Well, I tell you what happened to him. He caught a disease, and he is a sick, sick man. And that ailment my friends is called Val Kilmer Disease (VKD). Symptoms include but are not limited to:
  • Having at one point been very good looking
  • Currently looking very bloated and unhealthy
  • Once being in huge movies i.e. Top Gun, Old School
  • Not having been in a movie anyone has heard of in five plus years
  • Most significantly patient's current appearance prompts people to ask "What the hell happened to him?"
Now here is some photographic evidence to support this new disease:
Obviously this picture speaks for itself; simply jarring. Allow me to point out a few VKD symptoms: very attractive as Iceman in Top Gun, now has man boobs, a giant belly and a face that appears to have doubled in size. Another symptom, the last movie that the general public probably remembers him in is Alexander (2004), which was only noteworthy because it was such a huge flop and disappointment. You're probably thinking, wow I never gave Val Kilmer that much thought, but that does sound like a serious malady, but Luke Wilson can't have contracted VKD. You better believe he has, just take a look at the image to your left. Notice the piercing brown eyes and chiseled features on the before VKD image compared with the eyes that are almost swollen shut, the jowls and the turkey gobbler on the post VKD image. Not pictured, last notable role a supporting part in
Anchorman: The Legend of Ron Burgundy (2004). Needless to say if Luke Wilson had not somehow got the job with AT&T as their annoying, smug pitchman (my theory is significant bribes to the AT&T corporate structure from brother Owen), his career would be continuing it's downward spiral into the land of Z celebrities and bad VH1 reality shows. But alas, it appears that he has possibly found a cure or at least a treatment to stop the alphabetic fall caused by Val Kilmer Disease from A to Z at a semi-respectable C and made himself, for now, somewhat relevant in the pop culture landscape.

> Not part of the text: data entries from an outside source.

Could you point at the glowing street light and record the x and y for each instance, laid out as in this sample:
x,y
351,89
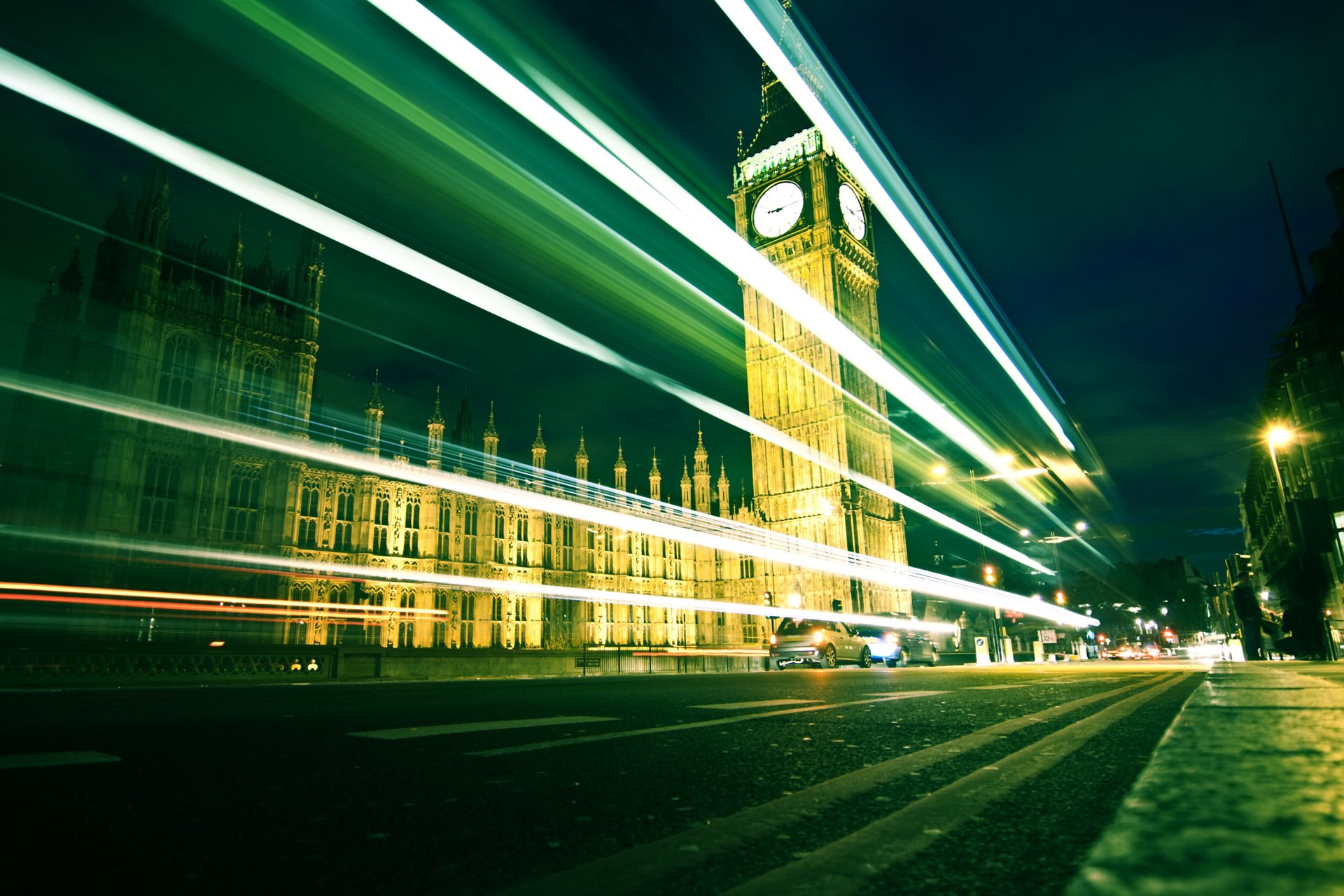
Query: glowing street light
x,y
1277,437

Wednesday, February 17, 2010

The Situation Room With the Situation

I, like the majority of America, was caught up in the whirlwind phenomena that is the Jersey Shore. If you were to tell me that you didn't know who Snooki or the Situation (the greatest reality star ever) are, I would call you a lilly-livered-lier. One of my new favorite pass times is brainstorming ways that the Situation can be integrated into our society as much as possible. And then it hit me, CNN should give Wolf Blitzer the boot and turn the Situation Room tv show over to the Situation.

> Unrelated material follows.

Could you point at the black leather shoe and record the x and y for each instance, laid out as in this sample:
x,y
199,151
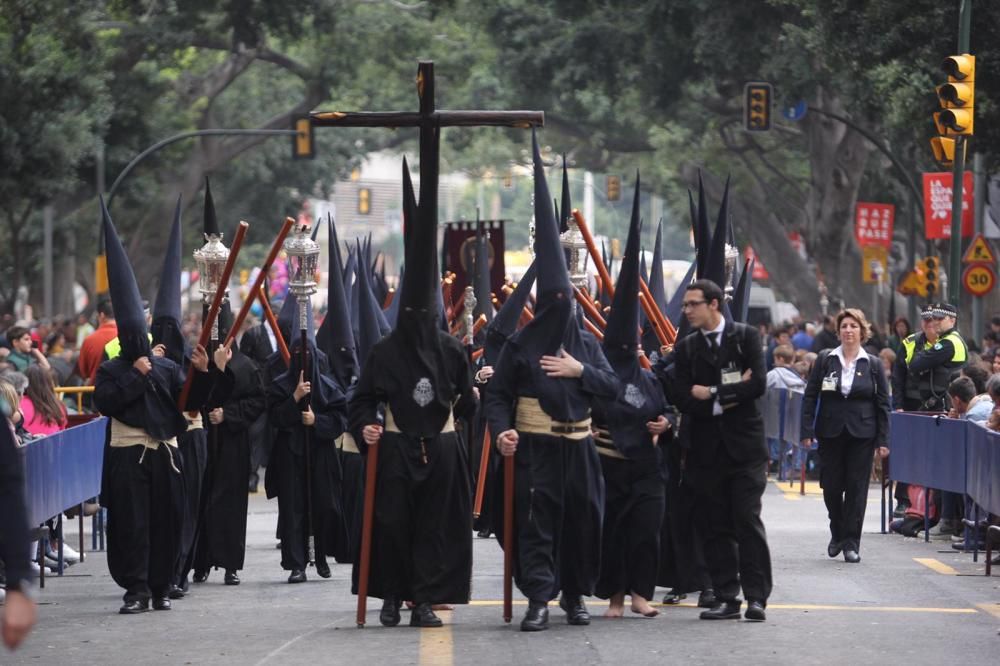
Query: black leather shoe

Can't you just imagine: Downy vs. Tide, Secret Tanning Oil Distasters and Ugly Girl Math tonight on "The Situation Room with the Situation". If that isn't a million dollar idea, then Bill Gates and Warren Buffet are collecting unemployment. I did a little research and it turns out I wasn't the only one with this idea, even including a parody video on youtube with 218,000 views. 218,000 people think this is a great idea, so it can't be wrong.

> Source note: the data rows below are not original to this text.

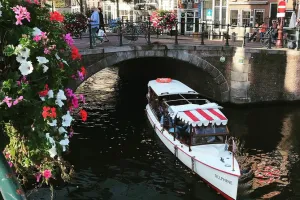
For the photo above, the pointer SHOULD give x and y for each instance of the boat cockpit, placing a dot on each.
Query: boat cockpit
(186, 133)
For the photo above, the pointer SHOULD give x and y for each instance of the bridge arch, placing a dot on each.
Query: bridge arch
(117, 57)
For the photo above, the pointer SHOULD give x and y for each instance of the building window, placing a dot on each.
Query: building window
(234, 17)
(259, 17)
(287, 19)
(245, 18)
(207, 7)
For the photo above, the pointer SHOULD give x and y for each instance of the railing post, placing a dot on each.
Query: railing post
(120, 32)
(227, 36)
(176, 32)
(149, 28)
(270, 40)
(202, 33)
(9, 185)
(90, 36)
(244, 41)
(298, 39)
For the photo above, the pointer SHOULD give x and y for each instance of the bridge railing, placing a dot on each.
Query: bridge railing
(202, 33)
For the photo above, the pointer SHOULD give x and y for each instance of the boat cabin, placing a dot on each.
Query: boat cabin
(184, 114)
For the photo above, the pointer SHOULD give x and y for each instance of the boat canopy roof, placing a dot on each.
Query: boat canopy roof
(169, 88)
(199, 115)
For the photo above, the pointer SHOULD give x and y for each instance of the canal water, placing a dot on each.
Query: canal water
(117, 156)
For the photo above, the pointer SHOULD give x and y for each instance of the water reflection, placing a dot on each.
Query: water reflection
(117, 156)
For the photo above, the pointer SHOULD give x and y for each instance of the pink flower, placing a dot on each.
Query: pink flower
(18, 100)
(8, 101)
(75, 102)
(37, 38)
(81, 96)
(69, 92)
(47, 174)
(10, 163)
(38, 177)
(21, 13)
(69, 40)
(46, 51)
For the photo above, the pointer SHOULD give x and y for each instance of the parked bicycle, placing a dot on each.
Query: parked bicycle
(132, 32)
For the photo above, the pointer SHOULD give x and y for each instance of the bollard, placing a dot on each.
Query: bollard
(202, 33)
(90, 36)
(244, 41)
(269, 40)
(298, 39)
(149, 25)
(227, 36)
(176, 33)
(9, 185)
(120, 34)
(233, 36)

You're probably thinking, this sounds like an interesting idea, but CNN, the global news leader, would never do it. Au contraire, mon fritter. The glory days of CNN are gone, they're last in the ratings, and their 900 year old number one guy is so far gone he doesn't even know the difference between Ringo Starr and George Harrison. As you can see, CNN is ripe for a massive reality check, and who better to administrator that than the greatest reality star of all time, Mike "The Situation" Sorrentino. This move would bring CNN into the 21st century, with a star whose show garners more viewers than anything CNN currently puts on the error. Not too mention the increased ad revenue the network would get from Cadillac, laundry detergent, condoms, and Ron Ron Juice. Taking all these points in to account, it is clear that CNN, a network in desperate disrepair and disarray, should make this drastic, yet revolutionary move of putting "The Situation Room with The Situation" on the air immediately and taking the top spot back from the fear-mongering hacks like Bill O'Reilly, Sean Hannity, and Glenn Beck. We will all be better for it. Viva la Situation!!!